Block Maker Help


        ___________               ___________               ___________ 
       |\ __________\            |___________|            /__________ /|
       | |           |           |           |           |           | |
       | | **********|           |***********|           |********** | |
       | | *  BLOCK  |           |   MAKER   |           |  SERVER * | |
       | | **********|           |***********|           |********** | |
        \|___________|___________|___________|___________|___________|/
                     |\ __________\         /__________ /|
                     | |blockmaker@|       |  http://  | |
                     | |   blocks. |       |    blocks.| |
                     | |   fhcrc.  |       |    fhcrc. | |
                     | |   org     |       |    org/   | |
                      \|___________|       |___________|/

The BLOCK MAKER SERVER finds blocks in a group of related protein sequences. Blocks are short multiply aligned ungapped segments corresponding to the most highly conserved regions of proteins.
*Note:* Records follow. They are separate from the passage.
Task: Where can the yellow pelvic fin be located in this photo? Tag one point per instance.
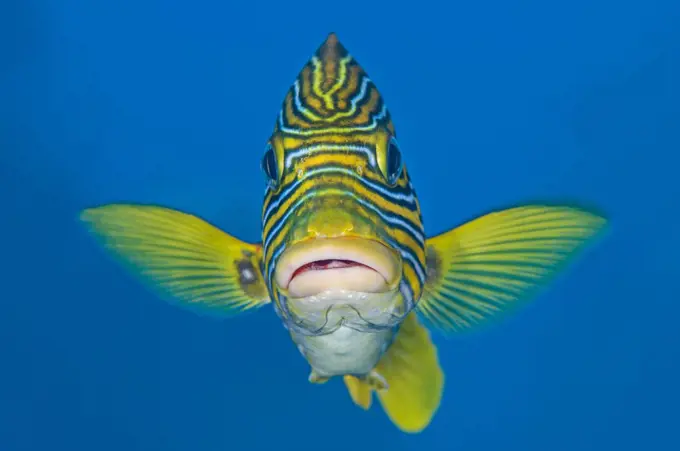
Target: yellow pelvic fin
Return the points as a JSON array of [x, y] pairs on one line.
[[494, 263], [182, 257], [314, 378], [415, 381]]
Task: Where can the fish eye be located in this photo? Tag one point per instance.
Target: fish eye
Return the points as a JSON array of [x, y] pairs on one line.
[[270, 166], [393, 166]]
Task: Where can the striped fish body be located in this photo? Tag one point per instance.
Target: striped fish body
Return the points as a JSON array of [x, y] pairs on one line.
[[344, 259]]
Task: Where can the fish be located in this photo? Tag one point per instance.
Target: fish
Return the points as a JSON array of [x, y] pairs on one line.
[[344, 259]]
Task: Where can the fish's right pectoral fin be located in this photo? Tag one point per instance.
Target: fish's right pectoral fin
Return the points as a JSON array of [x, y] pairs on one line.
[[414, 380], [182, 257]]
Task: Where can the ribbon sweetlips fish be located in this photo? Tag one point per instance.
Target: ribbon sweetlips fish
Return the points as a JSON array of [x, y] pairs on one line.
[[344, 259]]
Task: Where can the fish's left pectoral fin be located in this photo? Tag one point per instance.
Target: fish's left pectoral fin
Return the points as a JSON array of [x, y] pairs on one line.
[[408, 380], [182, 257], [493, 264]]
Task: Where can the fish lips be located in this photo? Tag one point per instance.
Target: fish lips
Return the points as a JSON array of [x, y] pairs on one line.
[[350, 264]]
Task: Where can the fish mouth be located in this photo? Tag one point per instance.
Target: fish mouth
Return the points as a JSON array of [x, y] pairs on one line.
[[318, 265]]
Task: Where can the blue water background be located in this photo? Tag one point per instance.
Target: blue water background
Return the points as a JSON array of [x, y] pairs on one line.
[[496, 103]]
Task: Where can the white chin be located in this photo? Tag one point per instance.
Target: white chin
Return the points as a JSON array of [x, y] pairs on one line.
[[351, 278]]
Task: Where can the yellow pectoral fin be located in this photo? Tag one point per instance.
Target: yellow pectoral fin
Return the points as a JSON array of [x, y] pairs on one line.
[[182, 257], [414, 378], [494, 263]]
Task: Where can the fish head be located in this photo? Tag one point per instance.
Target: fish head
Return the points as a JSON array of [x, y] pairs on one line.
[[343, 237]]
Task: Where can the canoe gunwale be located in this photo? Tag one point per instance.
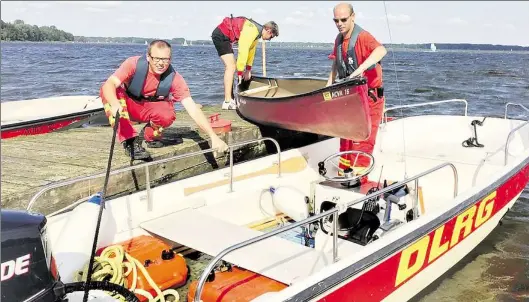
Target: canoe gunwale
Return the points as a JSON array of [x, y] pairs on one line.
[[352, 82], [36, 122]]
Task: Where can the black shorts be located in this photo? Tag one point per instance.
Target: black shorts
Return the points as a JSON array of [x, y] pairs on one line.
[[221, 42]]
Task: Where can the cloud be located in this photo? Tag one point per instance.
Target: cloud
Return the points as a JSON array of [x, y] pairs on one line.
[[108, 4], [400, 19], [124, 20], [38, 4], [294, 21], [456, 21], [259, 11], [299, 18], [95, 9], [153, 21]]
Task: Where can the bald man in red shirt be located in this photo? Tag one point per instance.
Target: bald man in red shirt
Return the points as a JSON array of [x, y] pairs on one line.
[[362, 57], [144, 89]]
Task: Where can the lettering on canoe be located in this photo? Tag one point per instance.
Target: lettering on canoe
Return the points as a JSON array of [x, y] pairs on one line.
[[424, 251], [330, 95]]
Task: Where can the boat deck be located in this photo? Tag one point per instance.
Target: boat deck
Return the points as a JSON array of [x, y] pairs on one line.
[[31, 162]]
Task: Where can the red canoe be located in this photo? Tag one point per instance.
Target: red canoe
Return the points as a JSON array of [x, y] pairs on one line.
[[38, 116], [306, 105]]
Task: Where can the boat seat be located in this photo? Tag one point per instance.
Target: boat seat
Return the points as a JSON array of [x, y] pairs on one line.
[[276, 258]]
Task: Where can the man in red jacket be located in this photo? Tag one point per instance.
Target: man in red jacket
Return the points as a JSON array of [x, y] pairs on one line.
[[246, 32], [356, 52], [144, 89]]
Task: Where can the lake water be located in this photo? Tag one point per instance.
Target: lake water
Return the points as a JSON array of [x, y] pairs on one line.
[[497, 270]]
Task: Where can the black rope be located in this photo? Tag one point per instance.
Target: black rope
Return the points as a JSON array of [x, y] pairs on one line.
[[101, 207]]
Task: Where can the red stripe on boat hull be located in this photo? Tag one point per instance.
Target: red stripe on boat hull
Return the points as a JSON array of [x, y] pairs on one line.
[[38, 129], [385, 278]]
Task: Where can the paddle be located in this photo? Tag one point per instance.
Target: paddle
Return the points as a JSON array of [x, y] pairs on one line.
[[101, 207], [291, 165]]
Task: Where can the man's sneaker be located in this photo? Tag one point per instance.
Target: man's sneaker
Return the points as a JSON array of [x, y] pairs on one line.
[[134, 149], [230, 105]]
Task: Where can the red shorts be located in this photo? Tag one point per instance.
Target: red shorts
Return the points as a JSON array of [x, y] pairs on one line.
[[376, 110]]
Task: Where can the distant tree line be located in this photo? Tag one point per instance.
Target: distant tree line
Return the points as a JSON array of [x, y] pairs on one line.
[[135, 40], [19, 31]]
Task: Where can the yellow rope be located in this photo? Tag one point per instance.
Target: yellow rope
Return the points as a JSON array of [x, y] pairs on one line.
[[111, 265]]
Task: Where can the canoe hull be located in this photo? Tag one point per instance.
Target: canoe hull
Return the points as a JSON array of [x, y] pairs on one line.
[[340, 110]]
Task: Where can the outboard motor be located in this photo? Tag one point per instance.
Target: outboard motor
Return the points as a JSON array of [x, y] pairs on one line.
[[28, 271]]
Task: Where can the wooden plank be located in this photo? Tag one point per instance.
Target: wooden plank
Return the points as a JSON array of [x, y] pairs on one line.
[[41, 169], [291, 165], [275, 257]]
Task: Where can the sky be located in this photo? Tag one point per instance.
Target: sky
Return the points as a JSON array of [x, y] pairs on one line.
[[488, 22]]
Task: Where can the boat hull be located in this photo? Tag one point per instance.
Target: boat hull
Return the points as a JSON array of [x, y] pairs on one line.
[[39, 116], [306, 105]]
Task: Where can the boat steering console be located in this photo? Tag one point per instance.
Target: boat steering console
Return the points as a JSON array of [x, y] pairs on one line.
[[349, 179]]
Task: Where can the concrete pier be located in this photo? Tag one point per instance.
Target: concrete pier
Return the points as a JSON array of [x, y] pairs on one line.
[[30, 163]]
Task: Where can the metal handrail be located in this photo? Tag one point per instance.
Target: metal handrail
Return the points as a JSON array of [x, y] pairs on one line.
[[160, 161], [212, 263], [425, 104], [514, 104], [509, 138]]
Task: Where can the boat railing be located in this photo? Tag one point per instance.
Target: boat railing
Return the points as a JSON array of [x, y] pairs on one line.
[[147, 176], [425, 104], [514, 104], [333, 212], [509, 139]]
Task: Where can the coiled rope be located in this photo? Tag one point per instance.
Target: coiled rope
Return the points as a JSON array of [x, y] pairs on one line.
[[111, 266]]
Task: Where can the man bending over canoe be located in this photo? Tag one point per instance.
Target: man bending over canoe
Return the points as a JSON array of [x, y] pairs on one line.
[[247, 32], [356, 52], [144, 89]]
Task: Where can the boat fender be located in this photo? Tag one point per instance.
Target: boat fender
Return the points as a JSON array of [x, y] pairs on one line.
[[473, 141], [290, 202]]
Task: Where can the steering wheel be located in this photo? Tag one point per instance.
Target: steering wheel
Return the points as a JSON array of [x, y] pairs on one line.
[[348, 173]]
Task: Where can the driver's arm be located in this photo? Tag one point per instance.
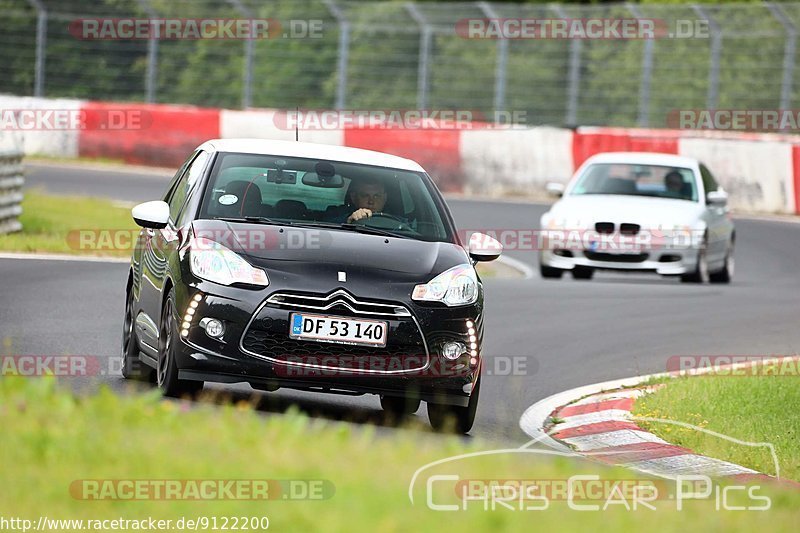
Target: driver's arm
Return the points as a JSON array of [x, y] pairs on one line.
[[358, 214]]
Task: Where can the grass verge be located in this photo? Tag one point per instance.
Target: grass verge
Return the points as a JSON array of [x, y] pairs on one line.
[[72, 225], [752, 408], [95, 226], [51, 440]]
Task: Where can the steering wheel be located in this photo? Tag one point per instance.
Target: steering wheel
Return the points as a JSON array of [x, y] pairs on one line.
[[388, 223]]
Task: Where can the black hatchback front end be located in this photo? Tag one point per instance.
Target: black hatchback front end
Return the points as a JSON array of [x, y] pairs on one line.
[[256, 268]]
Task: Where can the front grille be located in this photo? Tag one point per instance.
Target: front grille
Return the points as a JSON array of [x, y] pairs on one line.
[[616, 258], [338, 301], [267, 336], [604, 227]]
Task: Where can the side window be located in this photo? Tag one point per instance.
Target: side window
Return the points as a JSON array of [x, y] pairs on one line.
[[709, 183], [184, 185], [177, 176]]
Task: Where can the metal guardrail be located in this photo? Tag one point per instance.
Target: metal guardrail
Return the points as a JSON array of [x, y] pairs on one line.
[[11, 181]]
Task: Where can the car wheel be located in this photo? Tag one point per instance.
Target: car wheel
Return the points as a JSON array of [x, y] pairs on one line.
[[132, 366], [726, 274], [400, 407], [550, 272], [582, 273], [167, 372], [442, 416], [700, 274]]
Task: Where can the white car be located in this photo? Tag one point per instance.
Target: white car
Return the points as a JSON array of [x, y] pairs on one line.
[[639, 211]]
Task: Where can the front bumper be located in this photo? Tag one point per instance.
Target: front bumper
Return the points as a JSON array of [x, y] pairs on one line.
[[665, 262], [410, 365]]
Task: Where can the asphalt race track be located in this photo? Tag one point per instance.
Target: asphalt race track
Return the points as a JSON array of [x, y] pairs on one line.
[[560, 334]]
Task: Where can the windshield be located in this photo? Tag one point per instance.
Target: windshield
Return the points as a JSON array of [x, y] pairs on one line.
[[347, 196], [637, 180]]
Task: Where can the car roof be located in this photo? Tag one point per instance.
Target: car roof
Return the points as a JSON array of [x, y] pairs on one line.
[[644, 158], [329, 152]]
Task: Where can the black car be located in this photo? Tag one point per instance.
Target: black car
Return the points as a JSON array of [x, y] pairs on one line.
[[313, 267]]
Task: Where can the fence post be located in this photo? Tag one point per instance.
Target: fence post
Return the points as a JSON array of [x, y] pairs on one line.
[[788, 53], [716, 49], [643, 119], [11, 182], [152, 55], [342, 53], [502, 62], [574, 76], [424, 54], [41, 42], [247, 74]]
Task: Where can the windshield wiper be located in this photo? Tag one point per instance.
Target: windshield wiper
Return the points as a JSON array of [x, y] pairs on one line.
[[359, 228], [372, 231], [254, 220]]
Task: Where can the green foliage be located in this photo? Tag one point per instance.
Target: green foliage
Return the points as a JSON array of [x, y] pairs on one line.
[[384, 52]]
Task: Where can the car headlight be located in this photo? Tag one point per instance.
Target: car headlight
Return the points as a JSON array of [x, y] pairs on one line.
[[211, 261], [456, 286]]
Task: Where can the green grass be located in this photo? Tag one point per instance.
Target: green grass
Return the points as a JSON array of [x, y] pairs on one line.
[[747, 408], [51, 438], [72, 225]]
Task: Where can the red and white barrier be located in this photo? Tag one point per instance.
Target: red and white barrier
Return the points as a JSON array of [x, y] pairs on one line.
[[761, 172]]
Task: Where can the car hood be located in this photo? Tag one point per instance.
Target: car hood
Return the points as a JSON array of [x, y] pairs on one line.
[[294, 248], [585, 210]]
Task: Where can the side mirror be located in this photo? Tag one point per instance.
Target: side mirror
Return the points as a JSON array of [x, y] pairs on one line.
[[151, 214], [554, 189], [484, 248], [718, 198]]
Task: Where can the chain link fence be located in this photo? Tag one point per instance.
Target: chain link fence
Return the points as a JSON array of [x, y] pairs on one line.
[[345, 54]]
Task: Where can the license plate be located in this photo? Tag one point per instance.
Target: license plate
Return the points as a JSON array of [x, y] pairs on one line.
[[322, 328]]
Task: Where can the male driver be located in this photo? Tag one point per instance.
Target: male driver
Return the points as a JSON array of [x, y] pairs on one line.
[[367, 197]]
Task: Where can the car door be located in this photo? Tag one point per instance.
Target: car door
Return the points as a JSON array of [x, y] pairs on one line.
[[160, 244], [716, 218]]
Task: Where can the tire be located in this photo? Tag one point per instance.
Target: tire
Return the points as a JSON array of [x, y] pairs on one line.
[[444, 416], [550, 272], [726, 274], [400, 408], [700, 274], [167, 372], [132, 367], [582, 273]]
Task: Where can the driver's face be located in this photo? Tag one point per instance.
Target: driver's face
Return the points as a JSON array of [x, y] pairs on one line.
[[370, 196]]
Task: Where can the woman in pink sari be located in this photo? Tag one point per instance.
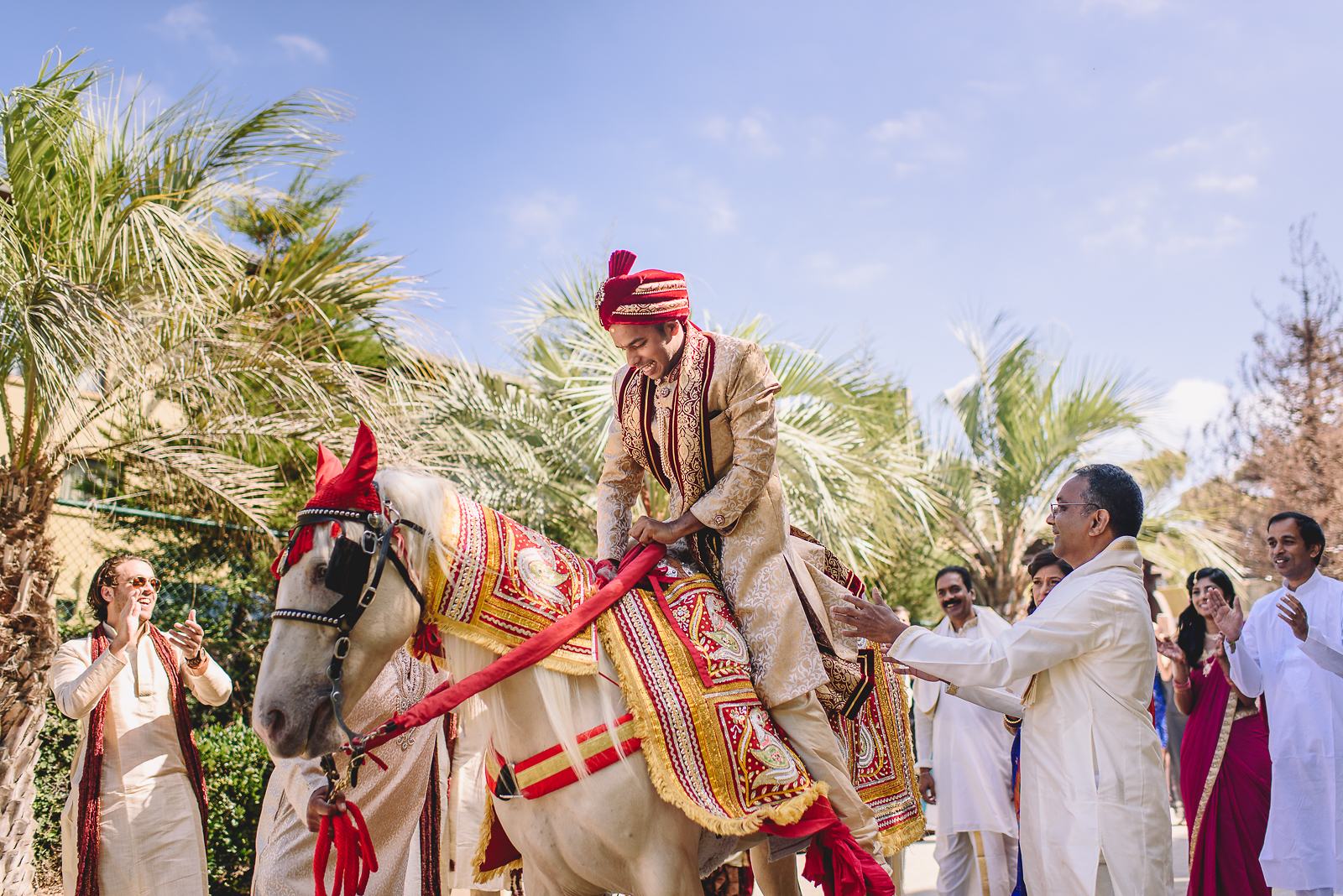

Typically, a group of proteins has more than one region in common and their relationship is represented as a series of blocks separated by unaligned regions.
Return to top

A quick summary


Internet address:       blockmaker@blocks.fhcrc.org

Message options are

      Send current help file:       help

      Find blocks in sequences:     >My sequence1
                                    MCKTASE.... 
                                    >My sequence2
                                    MCKTESE....
                                    >My sequence3
                                    MCKTEASE....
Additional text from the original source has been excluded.